NEW YORK - Former IMF chief Dominique Strauss-Kahn was released from jail yesterday and will be held under house arrest near Ground Zero after plans for him to stay at a luxury apartment fell through because the neighbors objected to the media frenzy.

NEW YORK - Former IMF chief Dominique Strauss-Kahn was released from jail yesterday and will be held under house arrest near Ground Zero after plans for him to stay at a luxury apartment fell through because the neighbors objected to the media frenzy.

Prosecutors said he would be temporarily housed in a building on a small street in lower Manhattan within the Police Department's "Ring of Steel" - a network of private and police cameras near where the World Trade Center stood.

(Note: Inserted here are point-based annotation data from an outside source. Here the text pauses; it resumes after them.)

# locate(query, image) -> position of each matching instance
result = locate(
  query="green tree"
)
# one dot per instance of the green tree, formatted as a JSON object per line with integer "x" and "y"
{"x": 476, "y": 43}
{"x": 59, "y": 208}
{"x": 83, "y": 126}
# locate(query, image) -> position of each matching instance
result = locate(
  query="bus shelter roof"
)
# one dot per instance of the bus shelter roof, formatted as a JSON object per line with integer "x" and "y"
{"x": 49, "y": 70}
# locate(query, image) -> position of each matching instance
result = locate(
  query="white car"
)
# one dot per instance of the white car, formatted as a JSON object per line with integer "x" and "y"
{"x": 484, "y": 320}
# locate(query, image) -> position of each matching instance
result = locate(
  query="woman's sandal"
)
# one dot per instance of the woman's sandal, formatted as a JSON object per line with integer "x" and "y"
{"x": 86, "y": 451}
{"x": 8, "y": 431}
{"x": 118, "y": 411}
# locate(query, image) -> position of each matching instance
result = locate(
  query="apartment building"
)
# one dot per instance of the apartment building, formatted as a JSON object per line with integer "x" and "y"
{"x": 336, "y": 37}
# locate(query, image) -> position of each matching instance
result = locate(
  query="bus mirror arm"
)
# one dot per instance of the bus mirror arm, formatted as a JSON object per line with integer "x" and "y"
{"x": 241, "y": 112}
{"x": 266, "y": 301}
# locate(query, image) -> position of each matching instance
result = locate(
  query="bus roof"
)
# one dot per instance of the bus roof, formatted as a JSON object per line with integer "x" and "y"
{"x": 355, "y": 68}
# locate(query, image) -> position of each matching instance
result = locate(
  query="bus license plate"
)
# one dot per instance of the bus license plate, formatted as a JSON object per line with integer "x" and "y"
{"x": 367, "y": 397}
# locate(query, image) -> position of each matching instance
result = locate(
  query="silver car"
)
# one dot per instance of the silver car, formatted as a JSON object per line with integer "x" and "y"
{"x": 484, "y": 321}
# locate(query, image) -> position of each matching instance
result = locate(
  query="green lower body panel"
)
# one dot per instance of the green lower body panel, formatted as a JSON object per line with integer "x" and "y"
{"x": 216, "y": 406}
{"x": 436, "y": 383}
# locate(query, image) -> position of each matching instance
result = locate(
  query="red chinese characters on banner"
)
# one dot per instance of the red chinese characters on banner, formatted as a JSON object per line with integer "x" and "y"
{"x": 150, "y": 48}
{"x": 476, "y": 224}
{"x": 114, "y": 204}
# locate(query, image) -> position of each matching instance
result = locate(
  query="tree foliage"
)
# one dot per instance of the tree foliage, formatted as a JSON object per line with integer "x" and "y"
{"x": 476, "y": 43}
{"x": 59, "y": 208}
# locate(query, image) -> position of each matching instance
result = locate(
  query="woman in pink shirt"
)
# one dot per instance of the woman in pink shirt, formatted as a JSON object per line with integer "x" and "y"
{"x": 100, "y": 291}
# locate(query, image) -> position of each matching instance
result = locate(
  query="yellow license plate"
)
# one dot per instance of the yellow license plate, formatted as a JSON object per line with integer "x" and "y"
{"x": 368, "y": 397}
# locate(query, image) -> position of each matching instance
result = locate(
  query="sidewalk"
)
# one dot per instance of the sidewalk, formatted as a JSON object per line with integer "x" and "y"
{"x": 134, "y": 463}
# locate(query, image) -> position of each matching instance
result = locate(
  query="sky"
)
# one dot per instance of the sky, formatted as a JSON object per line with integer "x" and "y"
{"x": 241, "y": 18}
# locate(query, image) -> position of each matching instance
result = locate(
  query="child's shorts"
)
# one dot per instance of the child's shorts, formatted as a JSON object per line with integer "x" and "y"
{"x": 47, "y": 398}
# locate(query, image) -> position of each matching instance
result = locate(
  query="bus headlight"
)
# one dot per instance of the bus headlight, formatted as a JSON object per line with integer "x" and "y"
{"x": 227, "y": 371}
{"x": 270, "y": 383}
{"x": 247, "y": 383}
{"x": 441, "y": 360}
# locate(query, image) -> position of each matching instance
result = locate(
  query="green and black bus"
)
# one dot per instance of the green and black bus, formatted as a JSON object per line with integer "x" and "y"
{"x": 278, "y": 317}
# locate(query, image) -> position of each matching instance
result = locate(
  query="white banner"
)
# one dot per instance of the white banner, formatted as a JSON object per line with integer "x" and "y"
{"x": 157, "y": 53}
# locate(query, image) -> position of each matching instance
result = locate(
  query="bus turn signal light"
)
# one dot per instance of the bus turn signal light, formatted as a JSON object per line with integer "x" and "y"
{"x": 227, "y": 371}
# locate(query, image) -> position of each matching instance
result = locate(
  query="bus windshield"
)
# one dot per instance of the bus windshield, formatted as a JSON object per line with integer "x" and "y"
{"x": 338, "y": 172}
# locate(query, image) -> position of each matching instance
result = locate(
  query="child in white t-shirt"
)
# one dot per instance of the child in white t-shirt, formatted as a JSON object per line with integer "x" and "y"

While he is there, his family and attorneys will look for a more permanent place for him to await trial on charges he had tried to rape a hotel maid.

The original plan was for Strauss-Kahn to move into a luxury residential hotel under armed guard on Manhattan's well-to-do Upper East Side. Even though the address was never officially released, police and reporters soon converged on the building, the Bristol Plaza.

"Last night there was an effort by the media to invade the building," Strauss-Kahn attorney William Taylor said. "That is why the tenants in the building will not accept his living there." While Strauss-Kahn's family had a lease and could have stayed, he decided to leave "out of respect for the residents."

Late in the day, after the snag over where the banker would serve his house arrest had been resolved, Strauss-Kahn was released from the city's Rikers Island jail on $1 million cash bail. The 62-year-old former managing director of the powerful International Monetary Fund had been behind bars since last Saturday.